Remuera men played a significant role in the development of military flying. The Walsh brothers, Leo and Vivian, of Orakei Road set up the N Z Flying School in 1915 at Mission Bay to train local pilots to get the Royal Aero Club certificate in New Zealand for acceptance into the Royal Flying Corps in England. Those Remuera men killed were Flight Lieutenants Tom Culling, Frank Bullock-Webster, James Dinneen, Billy Buchanan, George Aimer and Trevor Alderton – all well known in Remuera.

There were many families in Remuera who lost more than one son in WW1 – the Birnie, Holland, Crowhurst, Blackie, Irving, Stilton, Ernest, Coates, Boucher and Hall families are remembered.


Remuera women also played significant roles overseas in WW1. Sister Elsie Greig (awarded the Royal Red Cross), Sister Barbara Greig, Staff Nurse/ Masseuse Catherine Williams, Sister Bessie Maxfield and Staff nurse Isobel MacLennan who were Mentioned in Despatches, and Staff Nurse Jessie Law.  Hilda Steele and Elsie Cooke (Associate Royal Red Cross), both of Victoria Avenue, were two of the first twelve nurses selected to become part of the Australian Army Nursing Service. Matron Cora Beattie Anderson (Royal Red Cross) was one of the first selected for the contingent of 50 N Z nurses to be sent for service under the direction of the British War Office.
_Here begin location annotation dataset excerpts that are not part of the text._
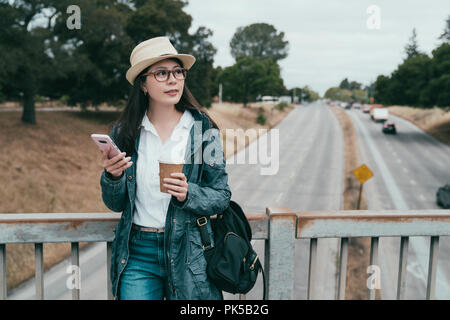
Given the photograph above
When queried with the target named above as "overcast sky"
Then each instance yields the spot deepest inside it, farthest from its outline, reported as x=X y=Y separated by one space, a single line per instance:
x=329 y=40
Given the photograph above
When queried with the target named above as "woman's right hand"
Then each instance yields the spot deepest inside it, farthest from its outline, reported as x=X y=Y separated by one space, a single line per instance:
x=116 y=165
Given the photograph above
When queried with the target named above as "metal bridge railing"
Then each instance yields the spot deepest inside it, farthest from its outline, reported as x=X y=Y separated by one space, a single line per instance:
x=279 y=227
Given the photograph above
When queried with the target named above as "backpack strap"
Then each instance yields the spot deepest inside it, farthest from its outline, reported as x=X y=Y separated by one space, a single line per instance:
x=204 y=234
She became Matron of most of the major New Zealand hospitals in England. In December 1916, she was made Matron of the New Zealand General Hospital No.3 at Codford on the Salisbury Plains, England and then in April 1917 Matron of the Hornchurch Convalescent Hospital, known as Grey Towers, in Essex near London. Dr Grace De Courcy (nee Russell) had graduated in 1898 in England as one of New Zealand’s first women doctors and worked in Egypt during WW1 in hospitals treating men from Gallipoli and refugees.


Angela Caughey wrote in her book about St Aidan’s Church of the community being deeply distraught at the deaths of church members: ‘Teddy’ Boucher, the son of a former vestryman, was killed. People came in large numbers to the special Gallipoli commemoration service, to the Easter services and to Holy Communion. “The dedication of the Edgar W Boucher memorial plaque saw cadets in uniform, carrying handsome silk flags, standing at attention by the memorial, as the bishop unveiled it.” (Caughey, Angela. From Royal Mail to E-Mail: a history of St Aidan’s Church, Remuera. 1905-2005. Remuera, 2005. P46).